An African-American homeowner says he endured the "most humiliating experience of my life" when white police officers answered...
An African-American homeowner says he endured the "most humiliating experience of my life" when white police officers answered a false burglar alarm at his North Carolina home and ended up placing him in handcuffs at gunpoint and walking him to a police car in just his underwear as his neighbors watched.
"I was counting the seconds because I thought he was going to kill me," Kazeem Oyeneyin, 31, told ABC News on Saturday of the confrontation with police at his home in Raleigh. "He was shaking the gun. All he has to do is slip and hit that trigger and I'm dead."
Raleigh police official said the incident is under investigation.
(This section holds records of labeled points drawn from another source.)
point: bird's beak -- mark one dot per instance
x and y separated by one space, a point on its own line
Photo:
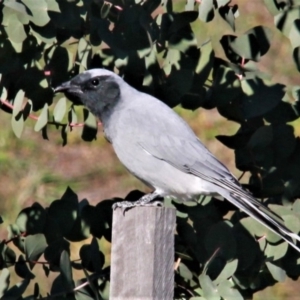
63 87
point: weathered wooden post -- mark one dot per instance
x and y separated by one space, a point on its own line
142 264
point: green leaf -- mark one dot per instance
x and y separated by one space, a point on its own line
227 291
278 273
260 96
60 109
220 238
15 30
53 5
8 256
66 271
72 117
89 132
17 126
227 272
42 119
257 230
105 9
16 6
35 246
38 11
22 269
210 291
206 11
17 290
4 281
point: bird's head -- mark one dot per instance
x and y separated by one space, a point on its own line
97 89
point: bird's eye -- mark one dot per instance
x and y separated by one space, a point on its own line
95 82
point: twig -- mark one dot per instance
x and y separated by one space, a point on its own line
34 117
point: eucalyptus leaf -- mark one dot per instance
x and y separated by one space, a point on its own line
42 119
4 281
278 273
209 289
60 109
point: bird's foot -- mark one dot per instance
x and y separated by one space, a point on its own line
146 200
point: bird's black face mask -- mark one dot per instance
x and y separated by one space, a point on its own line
72 92
97 93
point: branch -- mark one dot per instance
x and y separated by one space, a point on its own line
34 117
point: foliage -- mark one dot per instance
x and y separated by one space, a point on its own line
169 53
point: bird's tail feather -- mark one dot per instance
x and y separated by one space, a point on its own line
247 203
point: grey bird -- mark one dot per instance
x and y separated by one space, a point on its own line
158 147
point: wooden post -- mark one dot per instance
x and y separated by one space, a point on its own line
142 261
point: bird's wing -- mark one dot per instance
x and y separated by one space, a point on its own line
191 156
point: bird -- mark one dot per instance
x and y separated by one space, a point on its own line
158 147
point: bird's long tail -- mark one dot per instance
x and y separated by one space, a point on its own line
258 211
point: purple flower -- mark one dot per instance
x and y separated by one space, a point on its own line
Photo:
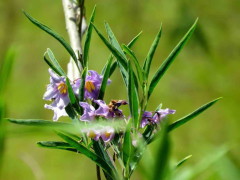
89 112
93 134
161 114
92 85
57 111
107 134
156 117
146 118
57 92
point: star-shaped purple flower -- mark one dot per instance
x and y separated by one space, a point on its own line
92 85
57 92
154 118
105 133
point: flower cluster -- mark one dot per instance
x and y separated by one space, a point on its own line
105 133
57 92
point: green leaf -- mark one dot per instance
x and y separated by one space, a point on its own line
136 63
71 113
5 69
148 60
113 49
88 38
114 41
113 68
183 161
122 62
55 62
82 85
51 65
133 97
39 122
102 152
166 64
192 115
127 148
98 160
70 92
55 35
161 164
134 40
57 145
105 78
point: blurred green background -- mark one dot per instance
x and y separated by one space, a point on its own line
208 67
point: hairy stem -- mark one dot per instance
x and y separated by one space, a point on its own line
98 172
73 17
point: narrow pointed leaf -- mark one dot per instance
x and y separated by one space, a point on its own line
55 62
106 75
127 147
98 160
114 41
136 63
70 92
100 150
134 40
192 115
133 96
121 61
55 35
82 85
113 49
57 145
113 68
161 163
5 69
148 60
166 64
88 38
50 64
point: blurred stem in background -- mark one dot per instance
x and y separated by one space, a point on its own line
76 26
5 70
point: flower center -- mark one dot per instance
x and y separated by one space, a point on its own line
62 88
89 86
107 134
91 134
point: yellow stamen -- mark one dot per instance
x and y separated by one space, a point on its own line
91 134
107 134
89 86
62 88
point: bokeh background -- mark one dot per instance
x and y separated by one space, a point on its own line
207 68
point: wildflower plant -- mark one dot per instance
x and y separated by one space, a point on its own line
100 130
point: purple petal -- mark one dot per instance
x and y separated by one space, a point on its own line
51 92
57 111
107 134
53 76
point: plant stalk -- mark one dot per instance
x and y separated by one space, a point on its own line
74 21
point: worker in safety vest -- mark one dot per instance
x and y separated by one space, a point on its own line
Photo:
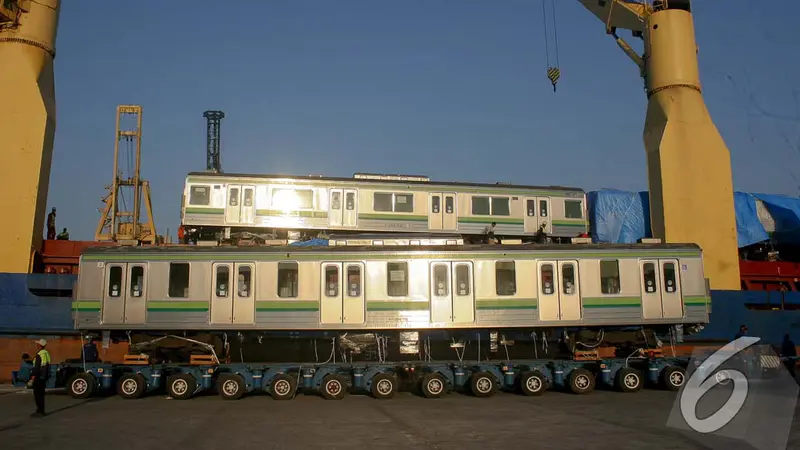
39 376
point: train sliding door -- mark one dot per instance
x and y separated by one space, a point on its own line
240 208
233 300
559 291
452 296
343 209
342 303
661 289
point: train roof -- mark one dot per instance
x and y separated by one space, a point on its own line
379 181
472 248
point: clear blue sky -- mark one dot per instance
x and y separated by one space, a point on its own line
455 90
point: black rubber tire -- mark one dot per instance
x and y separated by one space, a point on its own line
581 381
181 386
673 378
334 387
231 386
629 380
131 386
82 385
483 384
433 385
283 386
532 383
383 386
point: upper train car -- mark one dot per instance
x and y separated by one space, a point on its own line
219 207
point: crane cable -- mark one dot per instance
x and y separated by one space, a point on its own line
553 71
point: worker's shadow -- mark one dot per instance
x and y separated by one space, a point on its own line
14 426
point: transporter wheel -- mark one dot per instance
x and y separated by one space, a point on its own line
283 387
483 384
81 385
383 386
581 381
181 386
532 383
629 380
673 377
433 385
334 387
231 386
131 385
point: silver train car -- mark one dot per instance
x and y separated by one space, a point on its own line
225 208
406 288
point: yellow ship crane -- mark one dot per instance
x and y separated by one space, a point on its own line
688 163
690 182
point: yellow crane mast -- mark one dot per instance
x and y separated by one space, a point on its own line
688 163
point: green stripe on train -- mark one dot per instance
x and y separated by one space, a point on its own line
177 306
184 255
86 306
501 303
612 302
217 211
397 306
287 306
696 300
402 217
280 213
488 220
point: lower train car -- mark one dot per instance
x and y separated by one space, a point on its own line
228 207
413 288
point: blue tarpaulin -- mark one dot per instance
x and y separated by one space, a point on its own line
624 217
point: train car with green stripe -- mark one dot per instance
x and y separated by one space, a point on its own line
224 208
581 288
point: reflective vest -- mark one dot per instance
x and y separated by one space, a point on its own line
45 355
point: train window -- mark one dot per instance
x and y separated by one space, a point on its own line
670 283
609 277
649 275
292 199
248 197
233 197
403 202
568 279
178 280
500 206
200 195
223 281
331 281
462 279
137 281
547 279
505 278
382 202
441 283
354 281
287 279
244 281
114 281
573 209
397 281
480 206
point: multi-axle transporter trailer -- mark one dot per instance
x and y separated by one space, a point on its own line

"The Department is looking into this incident and reviewing our officers' actions," Raleigh police said in a statement to ABC station WTVD in Durham, North Carolina. "We have attempted to contact the homeowner several times over the past few days to discuss this incident with him."
Oyeneyin said the episode occurred on Aug. 17, when a friend who was staying at his home left and triggered his home security system.
He said he was asleep and didn't hear the alarm as soon as it went off, but his cellphone, which is linked to his security system, sounded and woke him up.
"I go downstairs. I disengage the alarm. I go back upstairs, I laid down. Twenty minutes later, I just hear these loud noises," Oyeneyin told ABC News. "So, I come down my steps, I grab my gun because I don't know who's in the house."
Oyeneyin said the incident happened at 12:21 p.m. and that he was sleeping because he works nights as a party and hip-hop concert promoter under the nickname "Tim Boss."
Security video in his home, which he shared with ABC News, shows an officer holding a gun in his hand and pushing open the unlocked front door and yelling, "Police. If you're inside, make yourself known. Come on out with your hands up."
Oyeneyin is heard in the video responding that he had a gun, prompting the officer to order him to drop the weapon and step outside the front door. But the homeowner paused in his foyer and began videoing with his cellphone while asking the officer, "What for?"
"Just turn around and put your hands behind your back and get down on your knees," the officer tells Oyeneyin, according to the security video.
When Oyeneyin again asked why and tried to explain he was in his own home, the officer still pointing a gun at him repeated that Oyeneyin get on his knees and to "turn around and face away from me," according to the video.
Oyeneyin eventually complied with the orders and the officer handcuffed him, the video shows. The homeowner asked to see the officer's supervisor as a police car siren is heard in the background.